‘Well but, you know, we haven’t,’ she interrupted—for who could tell what her impetuous new friend might be going to say next? ‘Not really. Not outside make-believe. Not beyond The Immortal Hour. Can you see the cigarettes anywhere? Yes—there they are. Over there on that table. Will you get them?’
He got up and fetched them.
‘You’ve no idea how lonely I am,’ he said, putting them down near her.
‘Are you? I’m very sorry. But—are you really? I should imagine you with heaps and heaps of friends. You’re so—so——’ She hesitated. ‘So warm-hearted,’ she finished; and couldn’t help smiling as she said it, for he was apparently very warm-hearted indeed. His heart, like his hair, seemed incandescent.
‘Heaps and heaps of friends don’t make one less lonely as long as one hasn’t got—well, the one person. No, I won’t smoke. Who is Stephen?’

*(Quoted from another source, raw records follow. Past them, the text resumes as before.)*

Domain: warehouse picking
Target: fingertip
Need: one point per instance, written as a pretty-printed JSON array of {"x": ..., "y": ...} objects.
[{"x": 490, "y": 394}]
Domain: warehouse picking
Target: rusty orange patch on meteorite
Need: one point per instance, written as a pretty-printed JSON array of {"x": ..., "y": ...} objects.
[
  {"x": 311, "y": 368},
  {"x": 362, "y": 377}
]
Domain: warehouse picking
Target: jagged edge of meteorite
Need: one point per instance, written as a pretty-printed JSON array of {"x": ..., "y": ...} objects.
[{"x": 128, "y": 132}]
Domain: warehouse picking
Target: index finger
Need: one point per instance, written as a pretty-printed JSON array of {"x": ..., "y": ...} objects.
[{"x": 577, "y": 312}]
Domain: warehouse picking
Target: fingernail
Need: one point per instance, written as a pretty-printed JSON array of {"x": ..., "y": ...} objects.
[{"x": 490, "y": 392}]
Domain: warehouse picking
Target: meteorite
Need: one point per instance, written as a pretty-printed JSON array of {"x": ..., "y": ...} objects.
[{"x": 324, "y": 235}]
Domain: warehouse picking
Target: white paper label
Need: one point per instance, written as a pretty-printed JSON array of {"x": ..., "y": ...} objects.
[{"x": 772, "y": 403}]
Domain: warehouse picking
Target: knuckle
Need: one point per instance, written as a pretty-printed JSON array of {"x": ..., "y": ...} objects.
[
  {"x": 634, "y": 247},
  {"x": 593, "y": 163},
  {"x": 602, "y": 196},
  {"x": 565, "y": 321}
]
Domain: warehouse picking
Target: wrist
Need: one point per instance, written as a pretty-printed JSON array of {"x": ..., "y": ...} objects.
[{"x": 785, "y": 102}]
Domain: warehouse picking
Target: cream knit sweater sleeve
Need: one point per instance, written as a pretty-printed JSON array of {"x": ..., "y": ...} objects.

How abrupt. She couldn’t leap round with this quickness. ‘Stephen?’ she repeated, a little bewildered. Then she remembered, and her face again brimmed with amusement.
‘Oh yes—you thought I was going to take him to the Zoo to-morrow,’ she said. ‘The Zoo! Why, he’s preaching to-morrow evening at St. Paul’s. You’d better go and listen.’
He caught hold of her hands. ‘You must tell me one thing,’ he said. ‘You must.’
‘I told you I’ll tell you anything,’ she said, pulling her hands away.